A final word of caution. As we have already seen, a building system is an example of a generating system. It is a kit of parts with rules of combination. But not every generating system necessarily creates objects with valuable holistic properties. The generating system which makes squares out of triangles is an example. It is a perfectly good generating system; yet the objects it produces do nothing: they have no holistic system properties whatever.  In the same sense, those building systems which have so far been conceived make buildings, but they do not make buildings with any really important holistic system properties. In a properly functioning building, the building and the people in it together form a whole: a social, human whole. The building systems which have so far been created do not in this sense generate wholes at all. While it is inherent in the generating system of an animal that the finished animal will work as a whole, it is not inherent in any of today’ s building systems that the buildings they produce will work as social or human wholes. Creating building systems in the present sense is not enough. We need a new, more subtle kind of building system, which doesn’t merely generate buildings, but generates buildings guaranteed to function as holistic systems in the social, human sense. [Alexander 2011, p. 66-67; Alexander 1968, p. 610]
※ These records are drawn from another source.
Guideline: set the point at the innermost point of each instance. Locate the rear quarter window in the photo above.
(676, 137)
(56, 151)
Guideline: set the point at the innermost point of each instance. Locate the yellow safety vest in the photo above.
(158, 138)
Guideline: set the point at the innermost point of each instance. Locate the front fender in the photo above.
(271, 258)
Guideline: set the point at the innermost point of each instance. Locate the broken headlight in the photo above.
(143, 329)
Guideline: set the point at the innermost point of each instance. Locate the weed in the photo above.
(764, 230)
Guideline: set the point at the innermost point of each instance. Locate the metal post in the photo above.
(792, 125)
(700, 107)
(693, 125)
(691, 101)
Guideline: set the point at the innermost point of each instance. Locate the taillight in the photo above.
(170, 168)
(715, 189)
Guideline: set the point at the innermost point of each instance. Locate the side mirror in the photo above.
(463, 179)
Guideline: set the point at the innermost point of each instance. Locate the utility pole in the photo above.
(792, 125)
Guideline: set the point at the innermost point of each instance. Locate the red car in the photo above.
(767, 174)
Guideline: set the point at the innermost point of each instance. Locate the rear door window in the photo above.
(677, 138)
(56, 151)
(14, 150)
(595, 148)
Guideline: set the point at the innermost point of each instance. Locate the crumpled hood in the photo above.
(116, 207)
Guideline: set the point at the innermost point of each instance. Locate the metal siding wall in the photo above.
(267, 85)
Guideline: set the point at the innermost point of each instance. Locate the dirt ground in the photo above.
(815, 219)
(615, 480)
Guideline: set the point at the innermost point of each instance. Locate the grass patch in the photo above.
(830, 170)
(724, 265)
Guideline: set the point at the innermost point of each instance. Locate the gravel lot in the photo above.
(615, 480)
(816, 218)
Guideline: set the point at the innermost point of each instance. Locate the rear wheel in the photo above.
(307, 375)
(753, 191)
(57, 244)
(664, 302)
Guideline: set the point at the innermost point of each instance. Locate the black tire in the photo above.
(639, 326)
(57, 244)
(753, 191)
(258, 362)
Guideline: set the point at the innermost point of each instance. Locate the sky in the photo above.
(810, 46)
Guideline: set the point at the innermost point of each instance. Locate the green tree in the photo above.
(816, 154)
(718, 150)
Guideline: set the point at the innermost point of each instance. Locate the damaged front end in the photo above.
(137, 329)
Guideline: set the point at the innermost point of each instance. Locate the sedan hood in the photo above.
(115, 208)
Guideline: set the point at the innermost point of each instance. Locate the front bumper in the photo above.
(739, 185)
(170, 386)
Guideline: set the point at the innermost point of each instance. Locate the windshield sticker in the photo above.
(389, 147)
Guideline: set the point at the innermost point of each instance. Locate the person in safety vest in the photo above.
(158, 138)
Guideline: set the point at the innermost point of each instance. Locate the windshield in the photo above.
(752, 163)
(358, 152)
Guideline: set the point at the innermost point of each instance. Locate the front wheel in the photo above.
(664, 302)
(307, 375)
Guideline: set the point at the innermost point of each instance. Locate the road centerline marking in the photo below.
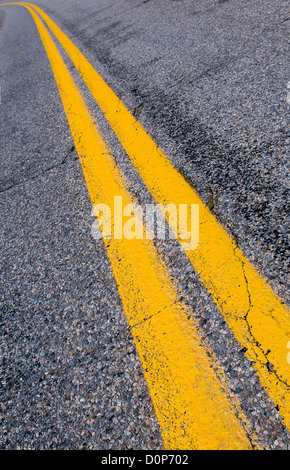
(191, 404)
(257, 317)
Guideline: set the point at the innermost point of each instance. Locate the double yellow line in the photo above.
(188, 389)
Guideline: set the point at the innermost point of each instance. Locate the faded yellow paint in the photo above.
(257, 317)
(189, 396)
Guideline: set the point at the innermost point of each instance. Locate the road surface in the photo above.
(129, 342)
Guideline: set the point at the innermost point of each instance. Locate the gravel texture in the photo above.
(208, 80)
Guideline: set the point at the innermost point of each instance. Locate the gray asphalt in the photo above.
(208, 80)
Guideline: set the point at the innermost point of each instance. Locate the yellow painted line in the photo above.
(187, 387)
(257, 317)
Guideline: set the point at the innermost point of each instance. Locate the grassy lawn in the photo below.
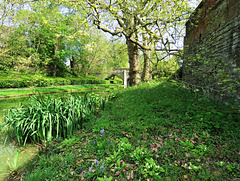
(13, 92)
(157, 132)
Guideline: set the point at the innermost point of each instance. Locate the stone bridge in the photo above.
(122, 73)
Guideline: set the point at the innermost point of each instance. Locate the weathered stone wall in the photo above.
(212, 49)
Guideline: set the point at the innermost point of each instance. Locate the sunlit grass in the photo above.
(158, 131)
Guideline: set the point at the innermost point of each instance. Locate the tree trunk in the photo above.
(54, 71)
(72, 65)
(146, 67)
(134, 70)
(146, 54)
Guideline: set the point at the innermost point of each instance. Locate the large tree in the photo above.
(143, 23)
(47, 35)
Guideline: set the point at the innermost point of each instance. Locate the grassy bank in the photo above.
(157, 132)
(38, 90)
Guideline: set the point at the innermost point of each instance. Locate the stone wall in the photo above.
(212, 50)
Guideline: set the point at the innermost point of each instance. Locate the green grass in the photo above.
(158, 131)
(12, 92)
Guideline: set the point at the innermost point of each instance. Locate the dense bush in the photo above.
(13, 80)
(46, 118)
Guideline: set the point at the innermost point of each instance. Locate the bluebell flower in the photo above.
(102, 131)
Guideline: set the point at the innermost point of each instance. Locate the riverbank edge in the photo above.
(52, 92)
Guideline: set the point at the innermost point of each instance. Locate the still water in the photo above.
(9, 149)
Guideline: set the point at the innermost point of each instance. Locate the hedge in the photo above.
(45, 82)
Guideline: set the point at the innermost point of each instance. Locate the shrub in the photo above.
(46, 118)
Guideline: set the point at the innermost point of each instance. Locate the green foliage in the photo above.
(162, 138)
(46, 118)
(18, 80)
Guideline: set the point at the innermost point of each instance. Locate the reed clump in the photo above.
(45, 118)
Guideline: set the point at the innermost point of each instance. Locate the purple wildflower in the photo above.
(102, 131)
(97, 162)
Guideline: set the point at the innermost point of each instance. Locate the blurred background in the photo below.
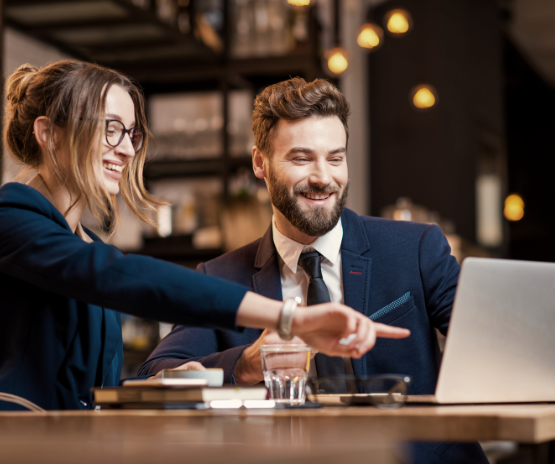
(452, 112)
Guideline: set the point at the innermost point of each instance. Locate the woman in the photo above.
(83, 128)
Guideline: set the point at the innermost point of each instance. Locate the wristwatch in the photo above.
(286, 318)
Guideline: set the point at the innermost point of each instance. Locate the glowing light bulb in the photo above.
(514, 207)
(370, 36)
(398, 22)
(424, 96)
(337, 60)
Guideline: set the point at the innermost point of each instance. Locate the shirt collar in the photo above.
(39, 185)
(328, 245)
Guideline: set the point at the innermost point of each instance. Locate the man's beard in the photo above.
(314, 222)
This 1968 article predates the pattern language publications starting in 1977.  In Alexander’s patterns on towns, building and construction, human beings are parts of the whole as much as built environments.  A critical eye on pattern languages in other domains would check for similar inclusion of human beings in social interactions.

References

Ahlquist, Sean, and Achim Mengers. 2011. “Introduction — Computational Design Thinking.” In Computational Design Thinking, edited by Achim Mengers and Sean Ahlquist, 10–29. Chichester, England: John Wiley & Sons. http://books.google.ca/books?id=Ib4yEJErR5EC&pg=PA10.

Alexander, Christopher. 2011. “Systems Generating Systems.” In Computational Design Thinking, edited by Achim Mengers and Sean Ahlquist, 58–67. Chichester, England: John Wiley & Sons. http://books.google.ca/books?id=Ib4yEJErR5EC&pg=PA58. Reproduced by permission of Christopher Alexander, from “Systems Generating Systems”, Architectural Design, volume 38 (December), John Wiley & Sons Ltd (London), 1968, pp. 605-610. Originally published in Systemat, a journal of the Inland Steel Products Company.
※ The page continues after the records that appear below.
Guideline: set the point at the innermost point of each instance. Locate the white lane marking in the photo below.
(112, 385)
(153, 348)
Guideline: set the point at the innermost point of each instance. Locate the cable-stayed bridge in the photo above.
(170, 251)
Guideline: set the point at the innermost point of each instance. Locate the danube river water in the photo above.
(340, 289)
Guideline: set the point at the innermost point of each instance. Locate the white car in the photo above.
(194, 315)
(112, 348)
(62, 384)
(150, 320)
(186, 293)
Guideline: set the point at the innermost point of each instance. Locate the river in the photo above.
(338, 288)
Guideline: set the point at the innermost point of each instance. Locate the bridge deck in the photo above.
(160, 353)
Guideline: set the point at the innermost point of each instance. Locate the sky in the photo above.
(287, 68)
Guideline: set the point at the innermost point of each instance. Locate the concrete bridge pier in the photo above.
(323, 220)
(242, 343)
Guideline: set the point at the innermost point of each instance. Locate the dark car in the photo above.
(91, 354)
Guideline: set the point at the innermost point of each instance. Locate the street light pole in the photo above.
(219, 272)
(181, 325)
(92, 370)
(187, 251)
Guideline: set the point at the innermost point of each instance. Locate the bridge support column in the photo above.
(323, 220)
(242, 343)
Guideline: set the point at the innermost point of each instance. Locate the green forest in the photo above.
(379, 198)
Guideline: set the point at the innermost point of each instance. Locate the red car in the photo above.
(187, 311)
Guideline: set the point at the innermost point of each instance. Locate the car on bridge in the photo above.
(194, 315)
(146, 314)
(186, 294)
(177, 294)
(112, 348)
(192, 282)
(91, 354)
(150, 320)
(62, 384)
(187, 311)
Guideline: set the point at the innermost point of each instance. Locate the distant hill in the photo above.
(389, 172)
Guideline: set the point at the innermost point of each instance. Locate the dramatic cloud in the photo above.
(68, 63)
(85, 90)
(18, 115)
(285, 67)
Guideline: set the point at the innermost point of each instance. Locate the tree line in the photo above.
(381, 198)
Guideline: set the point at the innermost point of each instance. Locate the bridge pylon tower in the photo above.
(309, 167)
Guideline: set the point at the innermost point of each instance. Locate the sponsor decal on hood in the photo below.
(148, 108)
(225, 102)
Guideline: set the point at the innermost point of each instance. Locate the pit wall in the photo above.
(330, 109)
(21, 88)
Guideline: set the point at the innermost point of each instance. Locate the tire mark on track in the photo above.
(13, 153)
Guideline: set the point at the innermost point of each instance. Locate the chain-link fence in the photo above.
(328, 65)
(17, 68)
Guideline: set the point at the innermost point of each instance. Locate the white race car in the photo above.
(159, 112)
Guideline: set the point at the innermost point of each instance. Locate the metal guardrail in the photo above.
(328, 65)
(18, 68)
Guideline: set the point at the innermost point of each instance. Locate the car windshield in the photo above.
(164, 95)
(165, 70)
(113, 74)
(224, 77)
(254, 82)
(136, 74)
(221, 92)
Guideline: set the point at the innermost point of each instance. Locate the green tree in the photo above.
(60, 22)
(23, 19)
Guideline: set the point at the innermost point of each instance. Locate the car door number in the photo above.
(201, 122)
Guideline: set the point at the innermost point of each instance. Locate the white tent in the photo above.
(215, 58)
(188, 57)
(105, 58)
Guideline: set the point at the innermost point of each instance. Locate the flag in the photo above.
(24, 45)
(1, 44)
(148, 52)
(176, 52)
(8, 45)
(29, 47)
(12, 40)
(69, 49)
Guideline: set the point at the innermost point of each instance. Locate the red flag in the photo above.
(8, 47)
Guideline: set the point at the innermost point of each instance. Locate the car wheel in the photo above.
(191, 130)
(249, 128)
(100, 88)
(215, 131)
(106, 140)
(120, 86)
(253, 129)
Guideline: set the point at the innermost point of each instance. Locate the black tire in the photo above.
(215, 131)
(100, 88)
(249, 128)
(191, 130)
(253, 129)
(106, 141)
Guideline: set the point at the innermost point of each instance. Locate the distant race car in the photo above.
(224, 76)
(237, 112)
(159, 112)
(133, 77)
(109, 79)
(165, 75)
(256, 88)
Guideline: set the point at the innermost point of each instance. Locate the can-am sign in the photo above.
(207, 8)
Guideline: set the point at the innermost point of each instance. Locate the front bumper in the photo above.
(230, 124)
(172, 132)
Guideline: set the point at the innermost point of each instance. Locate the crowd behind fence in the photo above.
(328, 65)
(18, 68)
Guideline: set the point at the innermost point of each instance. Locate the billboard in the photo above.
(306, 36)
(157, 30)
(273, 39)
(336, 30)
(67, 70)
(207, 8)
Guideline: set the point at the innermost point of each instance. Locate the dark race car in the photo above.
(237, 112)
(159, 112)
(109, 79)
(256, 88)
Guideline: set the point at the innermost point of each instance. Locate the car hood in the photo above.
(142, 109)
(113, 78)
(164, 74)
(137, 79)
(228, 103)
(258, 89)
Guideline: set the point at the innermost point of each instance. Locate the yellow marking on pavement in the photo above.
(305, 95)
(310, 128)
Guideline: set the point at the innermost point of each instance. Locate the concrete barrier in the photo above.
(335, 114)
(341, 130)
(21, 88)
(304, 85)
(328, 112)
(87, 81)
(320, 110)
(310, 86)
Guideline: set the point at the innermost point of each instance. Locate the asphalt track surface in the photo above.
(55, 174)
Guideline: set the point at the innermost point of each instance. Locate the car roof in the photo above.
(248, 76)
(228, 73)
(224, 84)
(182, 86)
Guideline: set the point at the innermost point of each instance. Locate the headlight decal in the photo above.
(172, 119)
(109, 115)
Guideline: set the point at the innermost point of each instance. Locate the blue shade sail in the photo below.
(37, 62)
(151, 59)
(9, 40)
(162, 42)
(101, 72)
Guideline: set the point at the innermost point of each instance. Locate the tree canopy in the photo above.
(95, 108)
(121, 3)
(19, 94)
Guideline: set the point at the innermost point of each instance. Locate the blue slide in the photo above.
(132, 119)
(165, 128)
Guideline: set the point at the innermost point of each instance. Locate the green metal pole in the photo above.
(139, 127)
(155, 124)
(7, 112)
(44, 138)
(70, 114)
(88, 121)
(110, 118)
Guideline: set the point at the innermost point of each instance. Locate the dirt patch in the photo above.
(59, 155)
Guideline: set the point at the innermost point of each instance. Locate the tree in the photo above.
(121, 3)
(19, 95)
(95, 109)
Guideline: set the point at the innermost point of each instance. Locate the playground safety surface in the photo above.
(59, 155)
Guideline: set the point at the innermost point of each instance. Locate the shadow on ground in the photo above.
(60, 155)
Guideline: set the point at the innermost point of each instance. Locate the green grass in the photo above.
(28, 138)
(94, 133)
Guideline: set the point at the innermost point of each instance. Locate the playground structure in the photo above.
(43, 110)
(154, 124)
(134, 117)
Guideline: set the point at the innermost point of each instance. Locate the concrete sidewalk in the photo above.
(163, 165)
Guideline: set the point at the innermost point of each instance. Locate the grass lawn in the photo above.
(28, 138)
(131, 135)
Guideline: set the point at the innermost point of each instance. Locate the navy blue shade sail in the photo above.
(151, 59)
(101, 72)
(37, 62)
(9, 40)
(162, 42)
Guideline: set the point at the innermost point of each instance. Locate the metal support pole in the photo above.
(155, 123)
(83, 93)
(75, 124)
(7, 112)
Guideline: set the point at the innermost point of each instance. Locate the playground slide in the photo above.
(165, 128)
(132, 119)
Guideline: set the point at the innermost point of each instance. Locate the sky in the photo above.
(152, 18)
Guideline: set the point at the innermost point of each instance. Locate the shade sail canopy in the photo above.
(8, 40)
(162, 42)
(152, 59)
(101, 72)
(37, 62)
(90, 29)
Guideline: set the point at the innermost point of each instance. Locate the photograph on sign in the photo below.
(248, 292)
Coplien, James O. 1996. Software Patterns. SIGS Books.

Steenson, Molly Wright. 2014. Architectures of Information:  Christopher Alexander, Cedric Price, and Nicholas Negroponte and MIT’s Architecture Machine Group. Doctoral dissertation, Princeton, NJ: Princeton University. http://dataspace.princeton.edu/jspui/handle/88435/dsp01pn89d6733.

Steenson, Molly Wright. 2009. “Loving and Hating Christopher Alexander” presented at the Dot Dot Dot Lecture, April 15, School of Visual Arts, New York City. http://interactiondesign.sva.edu/archive/view/molly_wright_steenson/.

Thee are kits of parts (which make) this kit of parts
Semaphores, signs, codes and dictionaries are all types of systems that generate systems
(Title image in Alexander “Systems Generating Systems”, Architectural Digest 38 (1968): 605.